Western Anime/JRPG/gacha game fans are largely in a different sphere from mainstream Western stuff and don't really think about or interact with each other. There is not that much crossover. Within recent memory, probably the most amount of antagonism from Eastern media fans towards Western fandoms was the FF14 vs WoW stuff from several years back circa 2020 through 2022, when new FF14 fans were being very vocal about how better and perfect their game was, before the honeymoon phase wore off and they were sobered by the issues with the game that had alienated veterans.
with Cygames's policy against Umamusume porn art, and brutal violence and political messaging with them is also forbidden, do they actually file DMCAs on those types of art to get them off the internet?
Yes, but Cygames doesn't do it via American DMCAs. Most Umamusume content is produced by Japanese artists, with the premier Japanese art hosting platform being Pixiv. The Japanese artist's version of Patreon is Fanbox, which is also owned by Pixiv. Cygames just asks Pixiv/Fanbox to delete the stuff that they don't like. Western image boards like Danbooru probably have lewd Umamusume stuff but I'd doubt Cygames would care enough to try to DMCA that.
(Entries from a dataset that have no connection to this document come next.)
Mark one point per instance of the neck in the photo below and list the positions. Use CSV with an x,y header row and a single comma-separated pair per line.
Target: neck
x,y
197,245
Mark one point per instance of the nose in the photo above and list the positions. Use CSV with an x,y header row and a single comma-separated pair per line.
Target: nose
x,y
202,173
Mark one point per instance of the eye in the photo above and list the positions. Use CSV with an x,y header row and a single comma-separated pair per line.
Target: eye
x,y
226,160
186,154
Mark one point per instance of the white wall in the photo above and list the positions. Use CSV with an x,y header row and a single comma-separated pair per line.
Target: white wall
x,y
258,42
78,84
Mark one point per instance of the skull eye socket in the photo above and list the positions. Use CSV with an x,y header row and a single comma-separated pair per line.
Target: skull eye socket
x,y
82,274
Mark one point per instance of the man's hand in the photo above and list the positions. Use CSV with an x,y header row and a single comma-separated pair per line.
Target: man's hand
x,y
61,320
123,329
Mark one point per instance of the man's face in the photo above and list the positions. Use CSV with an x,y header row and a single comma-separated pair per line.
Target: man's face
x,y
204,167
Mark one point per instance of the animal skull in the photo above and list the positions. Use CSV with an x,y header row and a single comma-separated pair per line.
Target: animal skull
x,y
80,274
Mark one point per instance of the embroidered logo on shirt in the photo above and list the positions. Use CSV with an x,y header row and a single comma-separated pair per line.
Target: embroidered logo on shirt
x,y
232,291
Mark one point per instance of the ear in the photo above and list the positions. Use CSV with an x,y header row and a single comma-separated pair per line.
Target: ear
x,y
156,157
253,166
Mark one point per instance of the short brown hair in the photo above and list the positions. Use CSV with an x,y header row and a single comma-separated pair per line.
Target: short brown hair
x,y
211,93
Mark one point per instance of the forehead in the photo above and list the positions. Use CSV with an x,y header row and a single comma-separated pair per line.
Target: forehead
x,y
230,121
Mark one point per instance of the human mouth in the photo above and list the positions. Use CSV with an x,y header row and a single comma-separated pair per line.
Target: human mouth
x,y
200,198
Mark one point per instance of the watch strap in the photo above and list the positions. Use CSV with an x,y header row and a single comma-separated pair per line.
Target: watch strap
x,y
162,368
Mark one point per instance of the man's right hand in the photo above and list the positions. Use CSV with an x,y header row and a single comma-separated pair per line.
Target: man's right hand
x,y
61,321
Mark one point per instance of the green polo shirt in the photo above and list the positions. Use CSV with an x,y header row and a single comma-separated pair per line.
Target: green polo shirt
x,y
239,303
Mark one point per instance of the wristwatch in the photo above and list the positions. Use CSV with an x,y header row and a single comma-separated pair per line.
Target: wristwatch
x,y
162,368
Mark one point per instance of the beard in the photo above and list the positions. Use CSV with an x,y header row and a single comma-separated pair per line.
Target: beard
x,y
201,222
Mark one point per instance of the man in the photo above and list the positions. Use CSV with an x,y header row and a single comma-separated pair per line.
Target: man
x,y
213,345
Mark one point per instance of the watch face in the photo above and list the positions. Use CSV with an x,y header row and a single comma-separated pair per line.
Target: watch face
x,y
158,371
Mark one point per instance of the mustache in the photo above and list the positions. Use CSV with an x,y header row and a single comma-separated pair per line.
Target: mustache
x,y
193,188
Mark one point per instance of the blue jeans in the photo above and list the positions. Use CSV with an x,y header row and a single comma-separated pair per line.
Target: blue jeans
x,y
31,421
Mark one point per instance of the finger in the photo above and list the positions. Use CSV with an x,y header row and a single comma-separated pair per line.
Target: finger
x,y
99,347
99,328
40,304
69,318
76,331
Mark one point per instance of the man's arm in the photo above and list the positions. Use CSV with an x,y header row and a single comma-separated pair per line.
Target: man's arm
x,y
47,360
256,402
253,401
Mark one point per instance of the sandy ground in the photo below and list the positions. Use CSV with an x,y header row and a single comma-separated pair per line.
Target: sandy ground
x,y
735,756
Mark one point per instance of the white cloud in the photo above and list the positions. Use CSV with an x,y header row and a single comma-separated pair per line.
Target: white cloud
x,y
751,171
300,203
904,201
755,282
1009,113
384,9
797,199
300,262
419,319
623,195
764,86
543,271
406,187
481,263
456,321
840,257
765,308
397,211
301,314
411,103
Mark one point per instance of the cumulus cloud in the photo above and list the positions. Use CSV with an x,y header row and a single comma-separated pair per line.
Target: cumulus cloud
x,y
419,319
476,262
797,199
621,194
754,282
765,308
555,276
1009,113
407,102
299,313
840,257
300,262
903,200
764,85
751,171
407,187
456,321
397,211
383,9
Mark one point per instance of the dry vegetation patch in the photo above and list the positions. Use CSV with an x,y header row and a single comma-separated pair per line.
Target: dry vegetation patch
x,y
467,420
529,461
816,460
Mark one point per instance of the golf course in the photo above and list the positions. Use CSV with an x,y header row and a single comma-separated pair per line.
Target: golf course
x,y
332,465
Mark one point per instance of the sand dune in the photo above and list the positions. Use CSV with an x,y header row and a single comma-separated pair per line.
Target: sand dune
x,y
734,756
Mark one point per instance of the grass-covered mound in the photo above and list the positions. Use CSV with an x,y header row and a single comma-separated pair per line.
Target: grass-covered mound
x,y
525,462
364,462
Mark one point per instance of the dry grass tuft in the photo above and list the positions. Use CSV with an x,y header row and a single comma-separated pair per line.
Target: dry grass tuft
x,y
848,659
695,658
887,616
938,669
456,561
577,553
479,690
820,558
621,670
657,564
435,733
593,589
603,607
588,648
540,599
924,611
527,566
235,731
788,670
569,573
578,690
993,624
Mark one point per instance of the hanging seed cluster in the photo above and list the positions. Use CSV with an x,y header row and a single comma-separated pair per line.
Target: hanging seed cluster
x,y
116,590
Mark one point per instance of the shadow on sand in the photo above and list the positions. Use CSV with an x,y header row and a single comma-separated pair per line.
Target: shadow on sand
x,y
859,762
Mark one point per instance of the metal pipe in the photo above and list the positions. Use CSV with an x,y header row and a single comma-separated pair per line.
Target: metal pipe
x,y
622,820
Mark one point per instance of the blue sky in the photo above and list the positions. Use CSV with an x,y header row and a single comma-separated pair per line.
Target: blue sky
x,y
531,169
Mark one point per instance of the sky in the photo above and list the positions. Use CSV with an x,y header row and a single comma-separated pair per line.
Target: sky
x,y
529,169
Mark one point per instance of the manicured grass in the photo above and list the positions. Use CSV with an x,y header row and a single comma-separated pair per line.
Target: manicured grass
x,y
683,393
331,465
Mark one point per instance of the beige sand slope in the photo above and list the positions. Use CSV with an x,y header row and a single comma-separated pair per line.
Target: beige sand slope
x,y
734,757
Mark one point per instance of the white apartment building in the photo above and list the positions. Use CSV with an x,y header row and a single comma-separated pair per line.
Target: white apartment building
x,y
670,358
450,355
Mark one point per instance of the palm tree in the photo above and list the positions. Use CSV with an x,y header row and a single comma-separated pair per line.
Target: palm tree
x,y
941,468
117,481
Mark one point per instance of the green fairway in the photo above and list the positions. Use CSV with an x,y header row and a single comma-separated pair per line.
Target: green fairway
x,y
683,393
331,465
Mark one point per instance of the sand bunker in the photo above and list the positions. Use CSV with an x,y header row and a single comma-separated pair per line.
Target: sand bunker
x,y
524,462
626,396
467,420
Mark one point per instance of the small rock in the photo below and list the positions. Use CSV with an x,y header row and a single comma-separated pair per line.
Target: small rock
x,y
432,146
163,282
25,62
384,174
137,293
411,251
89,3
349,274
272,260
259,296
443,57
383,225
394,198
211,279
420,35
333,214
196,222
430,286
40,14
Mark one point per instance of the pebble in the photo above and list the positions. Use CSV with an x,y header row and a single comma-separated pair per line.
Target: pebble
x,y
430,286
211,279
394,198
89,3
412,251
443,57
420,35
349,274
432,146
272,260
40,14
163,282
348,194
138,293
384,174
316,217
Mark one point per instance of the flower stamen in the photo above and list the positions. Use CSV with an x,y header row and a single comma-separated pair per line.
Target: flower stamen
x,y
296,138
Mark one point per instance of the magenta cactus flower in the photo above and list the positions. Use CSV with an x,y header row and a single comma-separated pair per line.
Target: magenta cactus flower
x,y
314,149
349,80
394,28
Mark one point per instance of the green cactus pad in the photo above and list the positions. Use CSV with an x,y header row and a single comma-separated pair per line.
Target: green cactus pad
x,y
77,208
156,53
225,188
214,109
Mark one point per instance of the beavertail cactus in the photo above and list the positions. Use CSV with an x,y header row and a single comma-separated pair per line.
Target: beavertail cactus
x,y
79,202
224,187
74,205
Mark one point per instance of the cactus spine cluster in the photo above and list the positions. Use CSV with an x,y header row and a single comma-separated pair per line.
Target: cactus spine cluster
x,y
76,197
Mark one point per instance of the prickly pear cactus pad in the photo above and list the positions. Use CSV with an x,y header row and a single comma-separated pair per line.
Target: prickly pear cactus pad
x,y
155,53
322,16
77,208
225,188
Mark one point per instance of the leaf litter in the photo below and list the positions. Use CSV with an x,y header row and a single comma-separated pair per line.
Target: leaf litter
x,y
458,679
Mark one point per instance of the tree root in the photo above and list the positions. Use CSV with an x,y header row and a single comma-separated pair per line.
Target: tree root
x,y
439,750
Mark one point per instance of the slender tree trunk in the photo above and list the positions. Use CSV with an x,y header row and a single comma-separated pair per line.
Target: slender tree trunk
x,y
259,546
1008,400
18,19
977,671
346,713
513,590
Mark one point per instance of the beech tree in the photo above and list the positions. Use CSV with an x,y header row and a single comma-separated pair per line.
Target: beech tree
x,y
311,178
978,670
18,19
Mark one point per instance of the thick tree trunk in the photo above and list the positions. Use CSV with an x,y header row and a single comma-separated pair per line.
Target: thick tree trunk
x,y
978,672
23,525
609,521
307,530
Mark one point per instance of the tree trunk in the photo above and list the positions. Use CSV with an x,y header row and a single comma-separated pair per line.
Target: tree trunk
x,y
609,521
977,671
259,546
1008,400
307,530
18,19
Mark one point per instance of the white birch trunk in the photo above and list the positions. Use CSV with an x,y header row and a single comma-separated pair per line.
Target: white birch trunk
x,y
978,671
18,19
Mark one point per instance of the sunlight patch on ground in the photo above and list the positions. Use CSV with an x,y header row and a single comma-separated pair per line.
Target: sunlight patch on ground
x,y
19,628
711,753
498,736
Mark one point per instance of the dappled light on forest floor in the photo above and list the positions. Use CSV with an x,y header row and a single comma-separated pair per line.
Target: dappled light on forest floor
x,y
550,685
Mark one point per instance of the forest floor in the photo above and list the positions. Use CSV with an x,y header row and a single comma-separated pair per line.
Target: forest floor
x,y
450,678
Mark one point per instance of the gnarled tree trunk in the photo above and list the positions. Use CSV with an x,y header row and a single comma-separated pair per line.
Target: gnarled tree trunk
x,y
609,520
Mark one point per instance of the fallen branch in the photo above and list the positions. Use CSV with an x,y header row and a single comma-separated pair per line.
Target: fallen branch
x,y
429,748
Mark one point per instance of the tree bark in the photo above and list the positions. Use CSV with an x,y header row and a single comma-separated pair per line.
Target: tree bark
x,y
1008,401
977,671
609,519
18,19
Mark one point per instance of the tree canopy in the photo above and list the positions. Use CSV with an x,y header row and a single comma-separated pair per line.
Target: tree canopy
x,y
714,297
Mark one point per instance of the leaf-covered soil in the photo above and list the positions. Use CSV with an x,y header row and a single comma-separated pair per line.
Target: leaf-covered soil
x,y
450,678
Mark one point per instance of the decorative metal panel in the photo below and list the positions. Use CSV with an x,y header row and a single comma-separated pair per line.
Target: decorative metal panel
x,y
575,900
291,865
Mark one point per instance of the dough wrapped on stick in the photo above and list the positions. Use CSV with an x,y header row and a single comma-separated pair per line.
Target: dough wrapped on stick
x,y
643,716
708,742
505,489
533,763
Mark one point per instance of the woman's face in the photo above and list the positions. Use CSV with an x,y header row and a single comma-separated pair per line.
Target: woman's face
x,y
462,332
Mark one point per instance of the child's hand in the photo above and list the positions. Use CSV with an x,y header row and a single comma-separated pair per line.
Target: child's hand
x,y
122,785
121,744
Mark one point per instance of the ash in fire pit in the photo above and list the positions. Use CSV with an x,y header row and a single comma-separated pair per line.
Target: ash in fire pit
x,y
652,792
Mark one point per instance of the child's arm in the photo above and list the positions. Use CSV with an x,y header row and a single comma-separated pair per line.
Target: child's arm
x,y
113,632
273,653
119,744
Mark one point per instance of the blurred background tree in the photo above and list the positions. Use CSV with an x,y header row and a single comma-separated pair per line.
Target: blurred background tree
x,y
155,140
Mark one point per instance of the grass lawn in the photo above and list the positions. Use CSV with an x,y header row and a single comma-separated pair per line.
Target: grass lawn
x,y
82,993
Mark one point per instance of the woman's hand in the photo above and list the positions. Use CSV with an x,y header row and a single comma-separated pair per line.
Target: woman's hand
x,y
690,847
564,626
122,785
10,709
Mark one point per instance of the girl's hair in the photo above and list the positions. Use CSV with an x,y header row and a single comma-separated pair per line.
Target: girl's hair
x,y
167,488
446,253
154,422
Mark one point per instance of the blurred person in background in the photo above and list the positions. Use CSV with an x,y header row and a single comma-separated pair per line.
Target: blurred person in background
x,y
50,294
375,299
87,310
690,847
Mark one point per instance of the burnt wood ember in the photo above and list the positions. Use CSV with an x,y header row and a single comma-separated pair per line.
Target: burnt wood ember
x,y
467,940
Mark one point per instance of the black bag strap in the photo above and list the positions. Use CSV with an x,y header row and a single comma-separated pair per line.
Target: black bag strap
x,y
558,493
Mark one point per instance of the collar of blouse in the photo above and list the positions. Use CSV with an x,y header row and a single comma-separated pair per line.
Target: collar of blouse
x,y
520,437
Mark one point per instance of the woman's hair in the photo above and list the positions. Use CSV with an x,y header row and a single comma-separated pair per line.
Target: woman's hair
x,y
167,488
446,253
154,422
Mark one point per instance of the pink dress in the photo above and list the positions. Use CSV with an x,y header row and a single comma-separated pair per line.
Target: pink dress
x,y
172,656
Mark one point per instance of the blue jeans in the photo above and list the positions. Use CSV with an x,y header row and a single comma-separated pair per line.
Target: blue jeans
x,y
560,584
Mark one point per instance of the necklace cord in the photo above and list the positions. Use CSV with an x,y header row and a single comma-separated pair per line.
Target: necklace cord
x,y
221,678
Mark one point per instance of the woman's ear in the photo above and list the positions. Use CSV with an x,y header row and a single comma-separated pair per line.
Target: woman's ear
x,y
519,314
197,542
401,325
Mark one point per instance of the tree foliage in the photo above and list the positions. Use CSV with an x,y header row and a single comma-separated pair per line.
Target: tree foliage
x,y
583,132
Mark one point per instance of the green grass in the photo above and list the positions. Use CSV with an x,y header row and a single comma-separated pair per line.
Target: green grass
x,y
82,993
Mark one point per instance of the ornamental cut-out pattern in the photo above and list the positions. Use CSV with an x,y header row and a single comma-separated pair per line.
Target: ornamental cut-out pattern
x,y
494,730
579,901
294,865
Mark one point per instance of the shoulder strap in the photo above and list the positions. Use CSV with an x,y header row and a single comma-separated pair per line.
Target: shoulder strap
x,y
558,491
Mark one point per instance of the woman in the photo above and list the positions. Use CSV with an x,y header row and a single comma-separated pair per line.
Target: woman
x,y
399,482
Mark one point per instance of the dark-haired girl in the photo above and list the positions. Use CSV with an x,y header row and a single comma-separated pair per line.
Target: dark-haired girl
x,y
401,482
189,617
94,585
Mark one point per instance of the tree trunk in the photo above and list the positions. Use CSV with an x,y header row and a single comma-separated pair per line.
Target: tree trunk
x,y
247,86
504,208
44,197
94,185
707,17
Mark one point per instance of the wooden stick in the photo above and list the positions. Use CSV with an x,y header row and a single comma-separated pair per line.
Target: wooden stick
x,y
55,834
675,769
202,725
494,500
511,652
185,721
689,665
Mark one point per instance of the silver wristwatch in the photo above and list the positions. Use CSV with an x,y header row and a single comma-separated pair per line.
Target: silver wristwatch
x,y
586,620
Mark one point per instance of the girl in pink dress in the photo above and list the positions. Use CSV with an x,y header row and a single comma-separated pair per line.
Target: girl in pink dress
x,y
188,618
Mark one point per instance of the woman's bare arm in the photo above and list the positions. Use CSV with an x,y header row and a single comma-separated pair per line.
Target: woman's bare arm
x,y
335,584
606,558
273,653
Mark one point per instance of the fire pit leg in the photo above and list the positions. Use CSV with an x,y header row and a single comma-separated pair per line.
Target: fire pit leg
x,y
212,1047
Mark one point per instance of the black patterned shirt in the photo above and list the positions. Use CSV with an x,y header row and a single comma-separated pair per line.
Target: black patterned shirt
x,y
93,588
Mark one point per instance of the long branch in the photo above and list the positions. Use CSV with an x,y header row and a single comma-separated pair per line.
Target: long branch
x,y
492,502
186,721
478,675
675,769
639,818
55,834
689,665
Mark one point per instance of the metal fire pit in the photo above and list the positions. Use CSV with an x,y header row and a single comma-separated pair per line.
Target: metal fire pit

Do those Gacha fans disregard the older Gachas like THE iDOLM@STER series
I don't think the Idolmaster had an official English version. It's not really talked about by Western gacha fans. Granblue Fantasy had a similar issue where it it was humongous in Japan, but while it did have an inbuilt English translation, it just was not promoted in the West until recently. Outside of the few people like me who were playing the gacha, most other people discovered the franchise via the ArcSystem Works fighting game spinoffs, and now Cygames' new Relink action game.
In general, the pre-Genshin gachas that are still talked about in the West are FGO, Azur Lane, and Arknights.
And are those older Idol-based Gachas and their franchises as a whole also been in decline?
As with any franchise after its explosive growth period during the first few years, yes. It's also generally harder to convince people to spend their time joining an older pre-Genshin gacha that won't have as high production values, will have years of systems and terminology piled on that creates more friction, etc.